How to replace a pattern in a string

2019-09-25 06:16发布

问题:

I built a page that is rendered differently depending on params. The logic is something like this:

<% if params[:x] == "1" %>
  <!--render version A-->
<% elsif params[:x] == "2" %>
  <!--render version B-->
<% elsif params[:x] == "3" %>
  <!--render version C-->
<% end %>

I want each version to have two links which link to the other two versions, so the urls should have different params. I have a url string original_url, which is:

"localhost:3000/page?x=1"

and want to replace its parameter depending on params.

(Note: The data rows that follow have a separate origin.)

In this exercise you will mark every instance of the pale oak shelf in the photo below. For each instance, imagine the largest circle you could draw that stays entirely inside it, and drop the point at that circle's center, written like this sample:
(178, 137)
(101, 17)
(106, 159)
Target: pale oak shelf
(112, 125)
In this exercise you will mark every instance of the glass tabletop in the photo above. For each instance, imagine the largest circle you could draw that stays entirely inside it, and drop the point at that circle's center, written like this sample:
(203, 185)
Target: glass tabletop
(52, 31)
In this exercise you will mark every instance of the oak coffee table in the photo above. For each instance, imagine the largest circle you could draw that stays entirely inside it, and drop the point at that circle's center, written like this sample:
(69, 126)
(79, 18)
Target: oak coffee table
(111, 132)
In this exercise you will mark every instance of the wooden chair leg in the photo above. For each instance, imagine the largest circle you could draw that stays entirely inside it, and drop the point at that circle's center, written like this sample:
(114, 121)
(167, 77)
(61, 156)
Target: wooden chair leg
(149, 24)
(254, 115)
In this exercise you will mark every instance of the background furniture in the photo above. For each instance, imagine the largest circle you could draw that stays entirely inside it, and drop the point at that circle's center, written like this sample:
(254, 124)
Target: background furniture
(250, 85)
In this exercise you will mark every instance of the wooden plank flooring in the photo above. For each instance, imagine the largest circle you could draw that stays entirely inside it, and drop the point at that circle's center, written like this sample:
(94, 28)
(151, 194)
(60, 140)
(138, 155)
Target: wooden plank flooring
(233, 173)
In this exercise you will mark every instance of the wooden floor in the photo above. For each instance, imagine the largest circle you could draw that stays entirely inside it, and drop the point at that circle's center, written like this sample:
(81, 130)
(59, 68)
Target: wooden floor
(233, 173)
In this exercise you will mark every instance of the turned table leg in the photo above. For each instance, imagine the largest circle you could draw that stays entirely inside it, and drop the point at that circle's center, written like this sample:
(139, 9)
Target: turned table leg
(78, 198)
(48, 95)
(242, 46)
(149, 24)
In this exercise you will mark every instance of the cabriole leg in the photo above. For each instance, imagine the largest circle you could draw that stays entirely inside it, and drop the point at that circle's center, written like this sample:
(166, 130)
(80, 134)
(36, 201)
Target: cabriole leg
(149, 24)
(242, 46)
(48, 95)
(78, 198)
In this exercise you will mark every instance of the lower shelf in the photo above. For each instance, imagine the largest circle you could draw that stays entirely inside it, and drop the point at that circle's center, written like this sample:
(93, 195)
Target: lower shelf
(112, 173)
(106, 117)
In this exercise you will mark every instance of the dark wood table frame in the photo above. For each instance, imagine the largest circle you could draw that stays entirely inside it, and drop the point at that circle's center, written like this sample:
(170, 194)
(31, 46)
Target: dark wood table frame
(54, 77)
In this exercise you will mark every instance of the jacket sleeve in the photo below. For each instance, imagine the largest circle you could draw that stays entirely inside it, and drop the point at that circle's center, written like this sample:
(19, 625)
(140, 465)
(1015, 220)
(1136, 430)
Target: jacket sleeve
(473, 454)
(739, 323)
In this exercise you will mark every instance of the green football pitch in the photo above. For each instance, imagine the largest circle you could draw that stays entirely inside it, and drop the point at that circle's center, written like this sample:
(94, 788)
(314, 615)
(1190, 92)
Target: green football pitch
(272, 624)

The other two versions should be:

"localhost:3000/page?x=2"
"localhost:3000/page?x=3"

How can I eliminate the pattern ?x=[number] from original_url and replace it with something else?

For version 1, I could do

request.original_url.sub("?x=1", "?x=2")

and then

request.original_url.sub("?x=1", "?x=3")

but then that wouldn't work on the other two versions.

回答1:

I would do this for the links

<%= ([1,2,3]- [params[:x]]).each do |link_number| %>
   <%= link_to "Version #{link_number}", "/page?x=#{link_number}" %>
<% end %>

This way everytime the page is loaded the link to the other 2 versions will exist.

You could handle the partials through the controller (which seems better) or use something like:

<%= render "version_#{['A','B','C'][params[:x] - 1]}" %>

Without a better understanding of the problem I cannot assist beyond this point.